Thanks for the review, SKY.
The overclocking results for the 3rd party 670s should be interesting: do you get better OC from longer cards (e.g. Gigabyte) because the components are more spaced out for cooling, or worse OC results because some of the traces would be longer? When that review comes out I'll definitely jump straight to those results of short PCB vs longer PCB.

I'm still waiting for a "midrange" card from this lineup that will go against the Radeon 7850 (somehow I'm gaming on my backup 7900GS!), although seeing this review and the 680's review, it should be another slaughter when that card comes out.
 
Thanks for the review!

Talk about great bang for the buck!

I wonder what a GTX 660Ti might do in comparison to the rest now :haha:
 
xentr_thread_starter
Thanks for the review, SKY.
The overclocking results for the 3rd party 670s should be interesting: do you get better OC from longer cards (e.g. Gigabyte) because the components are more spaced out for cooling, or worse OC results because some of the traces would be longer? When that review comes out I'll definitely jump straight to those results of short PCB vs longer PCB.

I'm still waiting for a "midrange" card from this lineup that will go against the Radeon 7850 (somehow I'm gaming on my backup 7900GS!), although seeing this review and the 680's review, it should be another slaughter when that card comes out.

Overclocking is so different with these cards that you almost have to throw preconceptions out the window. Since the overclocks are based upon Boost speeds, if you give the ASIC excess TDP headroom (in other words, getting it to run cooler) it will Boost higher based upon your increased offset. As such, any card with an upgraded cooling assembly will naturally achieve higher clock speeds than a reference design. This isn't due to PCB traces or even component selection as those items will only come into effect when you are pushing the upper limits of the architecture through exotic means of cooling.


Considering the performance of the GTX 670, I'd predict that any GTX 660 would match or potentially beat the HD 7950. I think you would have to go downmarket in NVIDIA's lineup (ie: potential GT 650) for a card that would compete with the HD 7870 and HD 7850.
 
I'm sure these will sell like hotcakes, but I disagree with the comment regarding these becoming the new 8800gt's. No way at their current price. Once they release the 660 Ti, or anything around the $250 to $300ish mark, that's when s**t will get real. Great review once again though.
 
Overclocking is so different with these cards that you almost have to throw preconceptions out the window. Since the overclocks are based upon Boost speeds, if you give the ASIC excess TDP headroom (in other words, getting it to run cooler) it will Boost higher based upon your increased offset. As such, any card with an upgraded cooling assembly will naturally achieve higher clock speeds than a reference design.
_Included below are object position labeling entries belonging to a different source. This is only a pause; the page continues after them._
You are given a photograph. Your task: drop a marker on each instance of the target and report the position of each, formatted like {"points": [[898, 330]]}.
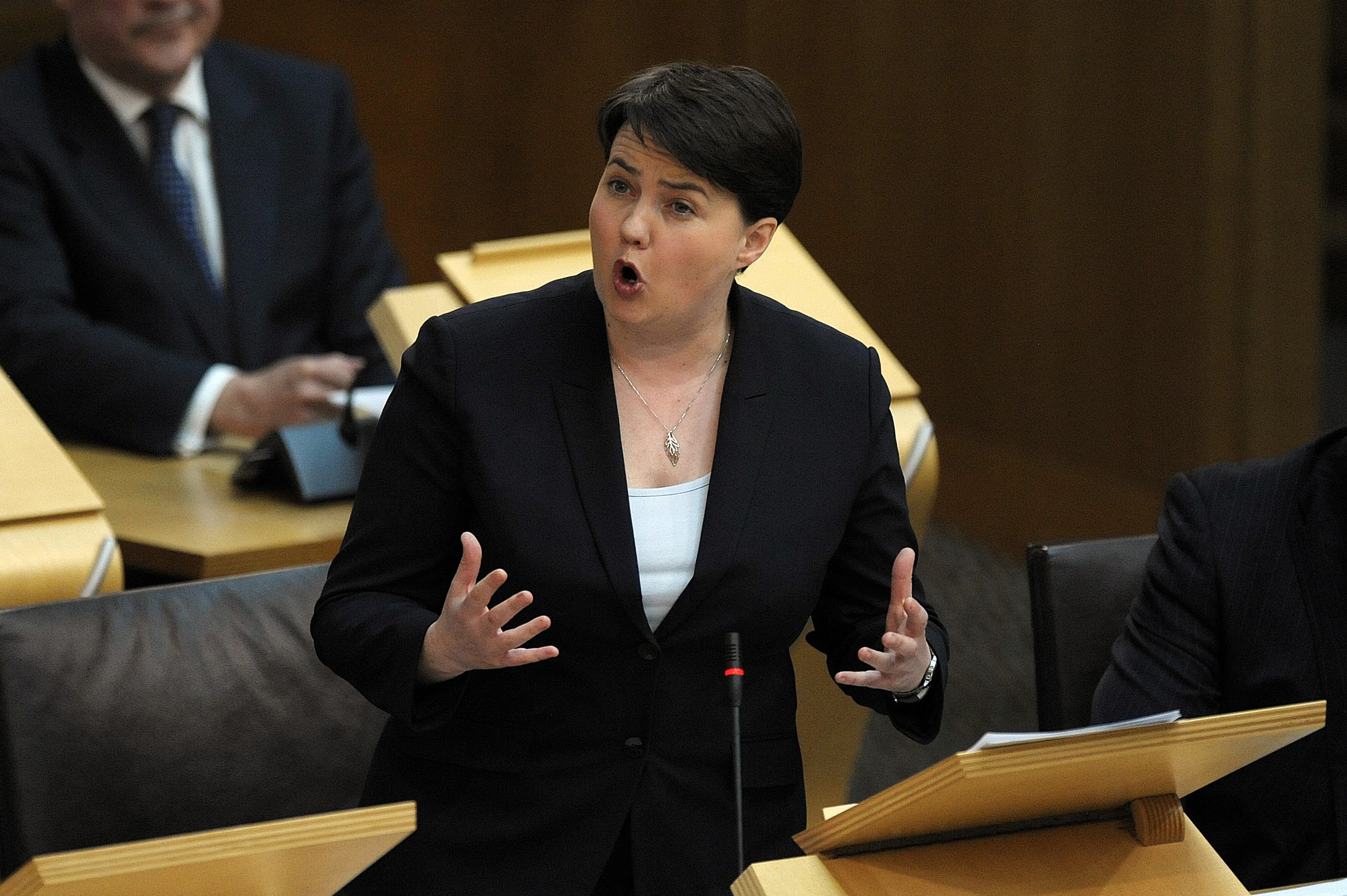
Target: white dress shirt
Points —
{"points": [[192, 152]]}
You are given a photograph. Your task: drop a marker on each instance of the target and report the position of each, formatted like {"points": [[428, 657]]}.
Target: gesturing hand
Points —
{"points": [[293, 391], [907, 654], [469, 634]]}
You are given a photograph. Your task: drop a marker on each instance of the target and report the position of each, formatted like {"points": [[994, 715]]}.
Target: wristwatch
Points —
{"points": [[919, 692]]}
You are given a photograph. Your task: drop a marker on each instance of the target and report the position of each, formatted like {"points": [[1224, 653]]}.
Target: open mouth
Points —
{"points": [[627, 279], [182, 14]]}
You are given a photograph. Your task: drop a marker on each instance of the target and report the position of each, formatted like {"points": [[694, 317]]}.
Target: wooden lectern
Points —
{"points": [[1097, 813], [309, 856], [52, 520], [830, 723]]}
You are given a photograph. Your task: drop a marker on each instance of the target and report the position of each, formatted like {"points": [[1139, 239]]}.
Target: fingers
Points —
{"points": [[860, 679], [531, 655], [916, 620], [900, 589], [468, 568], [332, 372]]}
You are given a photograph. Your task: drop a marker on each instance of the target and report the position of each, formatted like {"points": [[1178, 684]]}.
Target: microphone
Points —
{"points": [[734, 680]]}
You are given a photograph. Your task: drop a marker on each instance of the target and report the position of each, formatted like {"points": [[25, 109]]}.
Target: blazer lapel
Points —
{"points": [[740, 443], [588, 412], [244, 155], [116, 185]]}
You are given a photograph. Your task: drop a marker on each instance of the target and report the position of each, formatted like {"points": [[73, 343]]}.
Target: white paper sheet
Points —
{"points": [[1005, 739]]}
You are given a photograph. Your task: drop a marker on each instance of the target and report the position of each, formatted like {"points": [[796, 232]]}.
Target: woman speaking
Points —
{"points": [[655, 456]]}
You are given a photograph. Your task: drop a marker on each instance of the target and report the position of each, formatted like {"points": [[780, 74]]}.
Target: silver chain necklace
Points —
{"points": [[671, 446]]}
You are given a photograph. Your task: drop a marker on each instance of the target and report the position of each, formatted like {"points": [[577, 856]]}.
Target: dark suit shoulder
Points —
{"points": [[21, 93], [1261, 489]]}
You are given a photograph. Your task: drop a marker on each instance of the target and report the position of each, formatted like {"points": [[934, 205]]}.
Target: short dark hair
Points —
{"points": [[728, 124]]}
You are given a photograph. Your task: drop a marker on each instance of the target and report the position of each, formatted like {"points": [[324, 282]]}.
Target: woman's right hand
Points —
{"points": [[469, 634]]}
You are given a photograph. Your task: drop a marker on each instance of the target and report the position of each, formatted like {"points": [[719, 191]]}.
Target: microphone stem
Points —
{"points": [[738, 784]]}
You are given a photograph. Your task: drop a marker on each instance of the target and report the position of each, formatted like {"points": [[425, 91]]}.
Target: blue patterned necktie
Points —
{"points": [[170, 185]]}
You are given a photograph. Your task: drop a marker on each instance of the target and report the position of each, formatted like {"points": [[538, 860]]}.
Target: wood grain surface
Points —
{"points": [[1070, 775], [182, 517], [308, 856]]}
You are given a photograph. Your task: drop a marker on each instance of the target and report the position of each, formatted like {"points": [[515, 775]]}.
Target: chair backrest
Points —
{"points": [[1079, 597], [171, 710]]}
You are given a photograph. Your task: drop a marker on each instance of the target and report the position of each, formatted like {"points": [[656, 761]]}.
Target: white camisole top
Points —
{"points": [[667, 525]]}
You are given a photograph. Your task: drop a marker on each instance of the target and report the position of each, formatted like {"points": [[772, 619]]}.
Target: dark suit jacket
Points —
{"points": [[107, 321], [504, 423], [1245, 606]]}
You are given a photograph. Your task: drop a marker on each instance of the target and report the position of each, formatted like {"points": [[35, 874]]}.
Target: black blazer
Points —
{"points": [[504, 423], [107, 321], [1245, 606]]}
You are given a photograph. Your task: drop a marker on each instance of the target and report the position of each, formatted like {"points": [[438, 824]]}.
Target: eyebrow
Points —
{"points": [[668, 185], [683, 185]]}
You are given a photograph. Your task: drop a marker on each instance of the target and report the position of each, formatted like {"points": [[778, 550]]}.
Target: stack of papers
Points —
{"points": [[1006, 739]]}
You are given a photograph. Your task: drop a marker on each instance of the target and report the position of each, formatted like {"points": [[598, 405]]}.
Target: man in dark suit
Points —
{"points": [[189, 232], [1245, 606]]}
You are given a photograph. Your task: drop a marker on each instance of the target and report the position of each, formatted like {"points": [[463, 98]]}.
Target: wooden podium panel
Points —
{"points": [[1105, 860], [399, 313], [182, 517], [52, 521], [1062, 776], [1090, 814], [309, 856]]}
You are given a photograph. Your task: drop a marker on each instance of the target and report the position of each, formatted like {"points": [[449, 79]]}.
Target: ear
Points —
{"points": [[758, 237]]}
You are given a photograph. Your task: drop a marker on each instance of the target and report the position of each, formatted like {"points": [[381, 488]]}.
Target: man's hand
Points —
{"points": [[469, 634], [906, 657], [293, 391]]}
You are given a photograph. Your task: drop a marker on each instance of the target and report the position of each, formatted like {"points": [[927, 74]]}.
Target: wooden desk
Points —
{"points": [[182, 517]]}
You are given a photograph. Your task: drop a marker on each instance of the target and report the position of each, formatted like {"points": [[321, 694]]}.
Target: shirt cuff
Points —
{"points": [[192, 435]]}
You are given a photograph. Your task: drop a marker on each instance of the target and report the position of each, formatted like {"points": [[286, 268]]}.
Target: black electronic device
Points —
{"points": [[310, 462]]}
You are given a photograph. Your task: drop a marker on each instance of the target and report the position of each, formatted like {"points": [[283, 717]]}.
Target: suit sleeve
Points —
{"points": [[1168, 653], [388, 581], [84, 378], [853, 610], [363, 261]]}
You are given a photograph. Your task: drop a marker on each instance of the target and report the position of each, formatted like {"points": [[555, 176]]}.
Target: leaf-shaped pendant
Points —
{"points": [[671, 448]]}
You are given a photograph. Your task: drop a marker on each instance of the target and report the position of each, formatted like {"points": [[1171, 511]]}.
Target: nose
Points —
{"points": [[636, 226]]}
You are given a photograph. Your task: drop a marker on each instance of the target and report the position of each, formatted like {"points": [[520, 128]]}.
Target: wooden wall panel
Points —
{"points": [[1089, 230]]}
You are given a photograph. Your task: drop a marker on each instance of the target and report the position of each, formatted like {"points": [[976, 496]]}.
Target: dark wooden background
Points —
{"points": [[1092, 230]]}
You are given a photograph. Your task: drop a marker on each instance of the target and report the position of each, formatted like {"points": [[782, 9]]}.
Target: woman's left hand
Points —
{"points": [[903, 664]]}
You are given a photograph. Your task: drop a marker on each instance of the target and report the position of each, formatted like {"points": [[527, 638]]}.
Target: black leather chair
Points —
{"points": [[171, 710], [1079, 597]]}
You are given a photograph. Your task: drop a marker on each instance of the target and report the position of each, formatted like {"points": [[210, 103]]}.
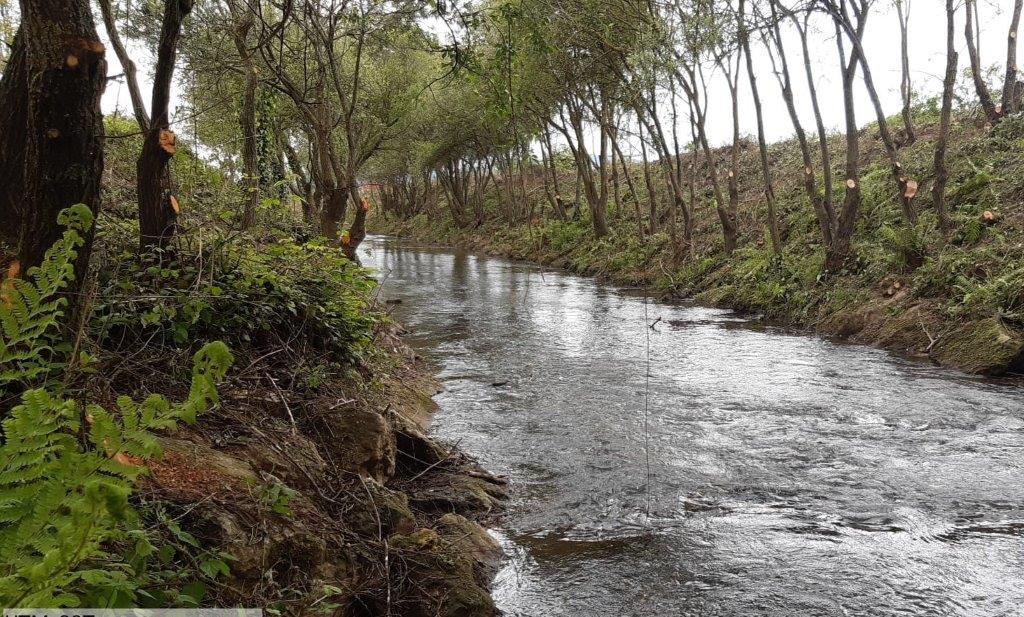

This isn't due to PCB traces or even component selection as those items will only come into effect when you are pushing the upper limits of the architecture through exotic means of cooling.

So what you're saying is,

Make Cold, Go Fast.
 
AMD has their work cut out for them this summer/fall retooling their architecture to be competitive with Nvidia. ATM they are not.

Very true, but Nvidia still has no mid-range cards in the 600 series. The 560Ti/560 are still great, but AMD have the better performance/watt in that area. Also there are no low end Nvidia cards I would buy or recommend (nothing below the 560). For anything sub gtx 560 I would recommend AMD.

The rest of this line-up can't get here soon enough. Hopefully the 660 gpu design can hold true to the performance/cost/power consumption trend that its big brothers have laid out before it.
 
xentr_thread_starter
So what you're saying is,

Make Cold, Go Fast.

Bingo. In some cases, you don't even need to up the Boost Clock. A cooler running Kepler card SHOULD boost higher by itself to begin with. But by that same rule, a hot card will NOT provide the same performance.